Paul Lachine

Inflation ou Déflation?

CAMBRIDGE – Les investisseurs avec lesquels j’ai discuté récemment ne sont pas sûrs s’il faut s’inquiéter d’une future inflation aux Etats-Unis ou d’une future déflation. La bonne nouvelle est que la réponse – au moins pour les quelques prochaines années – est que les investisseurs ne devraient s’inquiéter d’« aucun des deux ».

Le fort taux du chômage américain et la faiblesse des taux de capacité d’usage expliquent la petite pression haussière sur les salaires et les prix aux Etats-Unis. Et la récente crise de la valeur du dollar par rapport à l’euro et à la livre britannique y contribue en faisant baisser les coûts d’importation.

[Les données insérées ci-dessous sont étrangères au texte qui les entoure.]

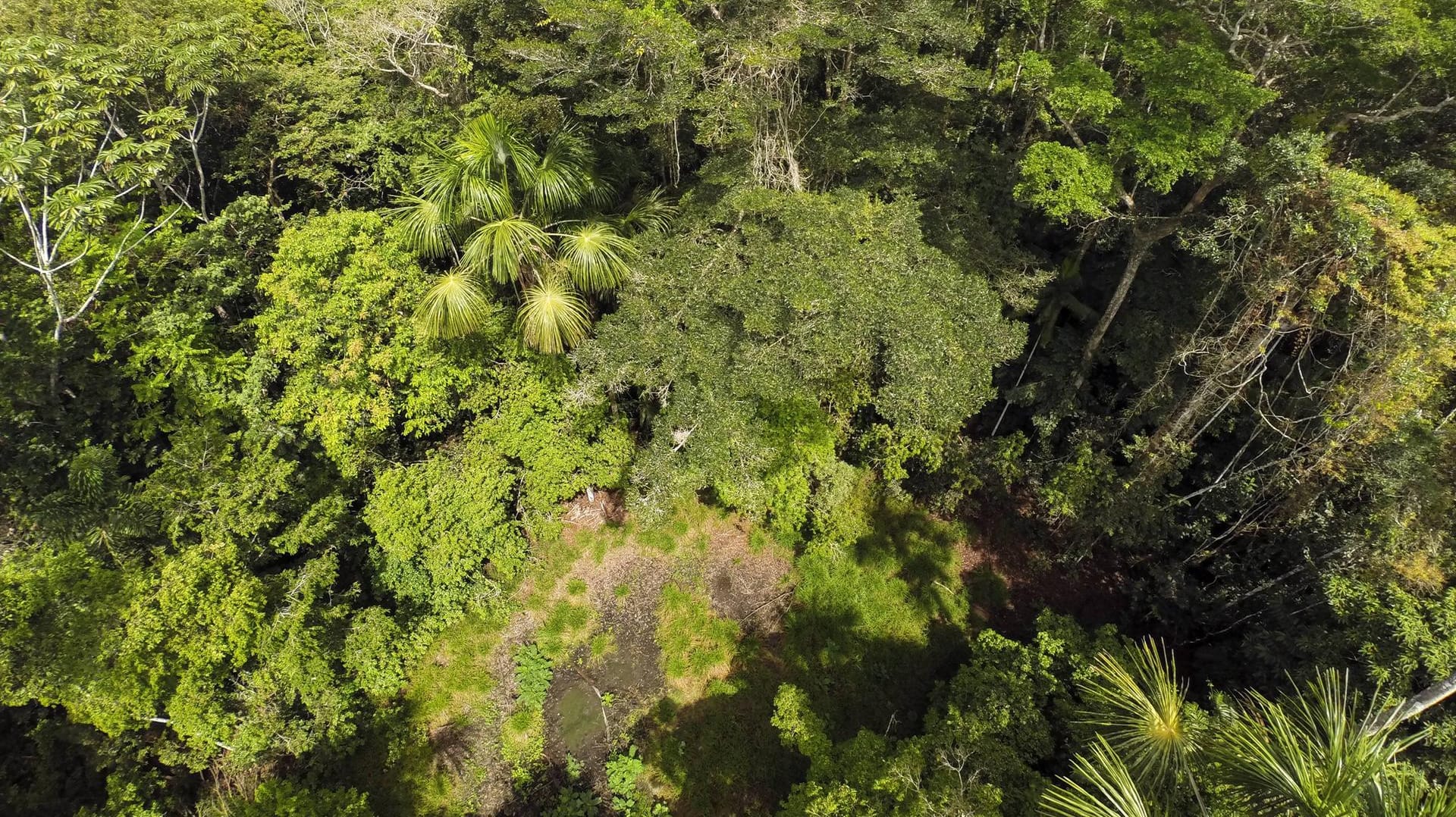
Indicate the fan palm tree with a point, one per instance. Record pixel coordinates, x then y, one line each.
1318 752
501 210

Ceux qui insistent sur le risque d’inflation pointent souvent du doigt l’énorme déficit budgétaire des Etats-Unis. L’Office parlementaire du budget (Congressional Budget Office) prévoit que ce déficit sera aux alentours de 5% du PIB pour le restant de la décennie, amenant la dette publique à 90% du PIB, alors qu’elle était de  moins de 60% en 2009. Même si ces énormes déficits constituent un problème majeur pour l’économie américaine si rien n’est entrepris pour les réduire, ils ne doivent pas pour autant être inflationnistes.